Issue 372: U.N. names 3 commissioners for new probe against Israel

GENEVA, July 6 – The UN Human Rights Council today began its sixth inquiry into alleged Israeli violations, naming three female jurists: Christine Chanet of France, Unity Dow of Botswana and Asma Jahangir of Pakistan (photos above, left to right).

“I have appointed three highly distinguished individuals to carry out the Council’s fact-finding mission to investigate the implications of Israeli settlements on the civil, political, economic, social and cultural rights of the Palestinian people in the occupied Palestinian territory, including east Jerusalem,” said UNHRC President Laura Dupuy Lasserre.

However, the Geneva-based human rights group UN Watch expressed concerns over the probe’s lack of balance, noting the mandate’s failure to address any violations by the Palestinian side.

Established by a March resolution, the terms of the inquiry provide that it will only examine Israeli actions and how they impact the human rights of Palestinians. Instead of acknowledging that there are human rights victims on all sides, the inquiry’s mandate is one-sided and lacks credibility.

Its terms were framed in a 4-page resolution, co-sponsored by the Arab and Islamic groups, that omits any reference to Arab terrorism against Israeli civilians, including the hundreds of rockets fired recently from Gaza and Sinai into Israeli towns and villages.

The only victims it contemplates are Palestinians, the only perpetrator, Israel. In the guise of human rights, Syria and other oppressive regimes sponsored the inquiry to deflect attention from their own crimes, to scapegoat Israel, and to erode its international standing.

UN Watch today called on the commissioners — including Asma Jahangir, whose sister Hina Jilani served on the U.N.’s controversial Goldstone commission in 2009 — not to commit the same errors of the Goldstone Report, which Judge Goldstone famously acknowledged two years later.

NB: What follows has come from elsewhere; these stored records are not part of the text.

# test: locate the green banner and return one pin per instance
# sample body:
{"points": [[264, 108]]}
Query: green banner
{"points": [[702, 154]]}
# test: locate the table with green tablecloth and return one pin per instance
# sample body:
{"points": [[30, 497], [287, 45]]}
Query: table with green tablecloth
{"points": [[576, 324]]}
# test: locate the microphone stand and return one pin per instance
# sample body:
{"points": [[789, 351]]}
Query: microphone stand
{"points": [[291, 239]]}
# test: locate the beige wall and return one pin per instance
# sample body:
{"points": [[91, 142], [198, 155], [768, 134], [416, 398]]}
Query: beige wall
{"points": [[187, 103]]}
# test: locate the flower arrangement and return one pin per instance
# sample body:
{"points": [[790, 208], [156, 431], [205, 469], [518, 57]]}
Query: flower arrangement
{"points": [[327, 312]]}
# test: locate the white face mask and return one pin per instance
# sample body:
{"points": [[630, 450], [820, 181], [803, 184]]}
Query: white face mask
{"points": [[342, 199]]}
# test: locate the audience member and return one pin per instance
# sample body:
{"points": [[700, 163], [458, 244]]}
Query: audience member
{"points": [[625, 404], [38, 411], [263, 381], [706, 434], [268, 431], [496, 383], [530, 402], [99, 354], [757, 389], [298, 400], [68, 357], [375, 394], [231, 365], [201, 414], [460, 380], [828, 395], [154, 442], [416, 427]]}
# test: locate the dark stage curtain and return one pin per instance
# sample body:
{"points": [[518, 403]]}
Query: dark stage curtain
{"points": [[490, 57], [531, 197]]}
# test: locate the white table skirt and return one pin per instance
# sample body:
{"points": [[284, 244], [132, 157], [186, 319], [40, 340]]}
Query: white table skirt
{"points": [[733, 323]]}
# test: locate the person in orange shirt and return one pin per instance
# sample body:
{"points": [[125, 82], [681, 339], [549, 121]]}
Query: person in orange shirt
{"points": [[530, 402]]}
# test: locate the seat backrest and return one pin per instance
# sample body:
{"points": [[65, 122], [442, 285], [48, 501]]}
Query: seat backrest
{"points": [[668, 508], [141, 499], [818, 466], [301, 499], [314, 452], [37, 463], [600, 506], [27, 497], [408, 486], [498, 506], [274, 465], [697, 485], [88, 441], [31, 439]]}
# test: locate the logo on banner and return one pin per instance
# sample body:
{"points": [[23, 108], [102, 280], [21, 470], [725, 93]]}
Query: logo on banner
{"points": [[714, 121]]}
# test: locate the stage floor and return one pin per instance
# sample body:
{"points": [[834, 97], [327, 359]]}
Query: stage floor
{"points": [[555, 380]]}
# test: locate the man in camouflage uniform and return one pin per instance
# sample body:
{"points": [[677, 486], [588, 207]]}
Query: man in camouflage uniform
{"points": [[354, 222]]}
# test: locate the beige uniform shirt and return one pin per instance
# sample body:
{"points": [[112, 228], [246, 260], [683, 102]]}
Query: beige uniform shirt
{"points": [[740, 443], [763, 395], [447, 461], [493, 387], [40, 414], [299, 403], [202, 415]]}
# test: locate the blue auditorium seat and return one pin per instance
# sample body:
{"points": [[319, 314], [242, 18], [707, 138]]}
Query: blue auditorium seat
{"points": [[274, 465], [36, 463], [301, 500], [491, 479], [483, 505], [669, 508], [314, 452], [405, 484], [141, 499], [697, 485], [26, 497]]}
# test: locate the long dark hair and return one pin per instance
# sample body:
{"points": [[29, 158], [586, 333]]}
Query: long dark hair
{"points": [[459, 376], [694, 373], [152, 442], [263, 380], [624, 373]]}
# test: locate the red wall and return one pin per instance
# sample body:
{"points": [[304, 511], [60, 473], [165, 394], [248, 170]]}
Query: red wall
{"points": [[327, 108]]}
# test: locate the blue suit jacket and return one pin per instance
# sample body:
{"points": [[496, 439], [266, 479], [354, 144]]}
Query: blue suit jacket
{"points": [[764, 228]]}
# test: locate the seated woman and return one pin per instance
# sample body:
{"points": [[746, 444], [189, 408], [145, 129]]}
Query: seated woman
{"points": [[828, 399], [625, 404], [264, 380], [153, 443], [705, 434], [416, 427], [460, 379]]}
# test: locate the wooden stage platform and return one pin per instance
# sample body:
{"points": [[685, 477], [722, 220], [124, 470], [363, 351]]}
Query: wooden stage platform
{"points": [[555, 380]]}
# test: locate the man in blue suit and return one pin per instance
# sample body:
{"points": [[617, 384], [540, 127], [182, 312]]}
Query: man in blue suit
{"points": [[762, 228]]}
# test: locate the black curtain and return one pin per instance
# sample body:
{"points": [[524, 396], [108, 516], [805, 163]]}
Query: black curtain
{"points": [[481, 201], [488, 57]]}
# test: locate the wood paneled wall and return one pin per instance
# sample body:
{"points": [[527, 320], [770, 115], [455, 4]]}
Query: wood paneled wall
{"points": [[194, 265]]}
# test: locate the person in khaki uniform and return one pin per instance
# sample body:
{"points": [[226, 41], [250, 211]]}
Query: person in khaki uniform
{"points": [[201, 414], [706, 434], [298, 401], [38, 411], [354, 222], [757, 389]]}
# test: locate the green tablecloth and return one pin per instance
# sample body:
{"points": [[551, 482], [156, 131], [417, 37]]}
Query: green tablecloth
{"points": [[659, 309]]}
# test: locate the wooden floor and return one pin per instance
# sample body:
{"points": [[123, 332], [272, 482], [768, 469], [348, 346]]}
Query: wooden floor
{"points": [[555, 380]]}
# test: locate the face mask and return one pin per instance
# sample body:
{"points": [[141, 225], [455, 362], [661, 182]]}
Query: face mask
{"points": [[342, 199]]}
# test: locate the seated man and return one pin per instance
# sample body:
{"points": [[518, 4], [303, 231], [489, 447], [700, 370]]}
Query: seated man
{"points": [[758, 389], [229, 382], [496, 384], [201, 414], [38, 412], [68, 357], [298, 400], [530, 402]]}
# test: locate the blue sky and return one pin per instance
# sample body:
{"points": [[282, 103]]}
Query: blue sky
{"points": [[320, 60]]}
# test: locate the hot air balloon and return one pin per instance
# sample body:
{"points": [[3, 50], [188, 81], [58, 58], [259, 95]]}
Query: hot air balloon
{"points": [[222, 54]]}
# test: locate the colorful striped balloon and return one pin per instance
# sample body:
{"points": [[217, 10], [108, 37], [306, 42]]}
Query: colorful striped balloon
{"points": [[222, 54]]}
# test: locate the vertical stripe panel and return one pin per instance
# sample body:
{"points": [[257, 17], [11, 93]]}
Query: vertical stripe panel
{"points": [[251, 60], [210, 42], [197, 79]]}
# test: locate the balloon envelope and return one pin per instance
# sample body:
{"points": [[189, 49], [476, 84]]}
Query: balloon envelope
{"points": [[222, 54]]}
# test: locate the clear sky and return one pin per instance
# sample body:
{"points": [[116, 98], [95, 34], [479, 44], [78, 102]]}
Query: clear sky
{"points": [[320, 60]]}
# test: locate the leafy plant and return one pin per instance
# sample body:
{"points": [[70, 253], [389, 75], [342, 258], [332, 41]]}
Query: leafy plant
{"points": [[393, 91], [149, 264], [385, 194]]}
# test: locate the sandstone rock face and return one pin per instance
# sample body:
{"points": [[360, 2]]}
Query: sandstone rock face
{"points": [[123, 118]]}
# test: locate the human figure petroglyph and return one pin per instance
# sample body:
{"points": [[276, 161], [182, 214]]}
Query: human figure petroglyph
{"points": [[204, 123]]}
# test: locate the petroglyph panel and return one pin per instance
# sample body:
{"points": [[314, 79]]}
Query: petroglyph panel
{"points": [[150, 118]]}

The watchdog group expressed particular concern that the head of the inquiry, Christine Chanet, recentlyaccused Israel of “total discrimination,” and stated that “it is very difficult to have a real dialogue (with Israel).”Her comments do not reflect the impartial attitude and approach required under international law for fact-finders.

When Ms. Jahangir earlier served as the Human Rights Council’s expert on religious freedom, the Washington Post in 2005 published a UN Watch letter complaining about her record.

Ms. Jahangir had ignored detailed petitions sent over 18 months concerning state-sponsored, hate-filled Saudi and Egyptian schoolbooks. By contrast, she had criticized the Danish government for being insufficiently quick to condemn a newspaper’s one-time publication of cartoons of the prophet Muhammad.

The new U.N. probe has no deadline for when it will publish its report.

The office of High Commissioner Navi Pillay has organized a secretariat to assist the three new commissioners, but the staffers were not named.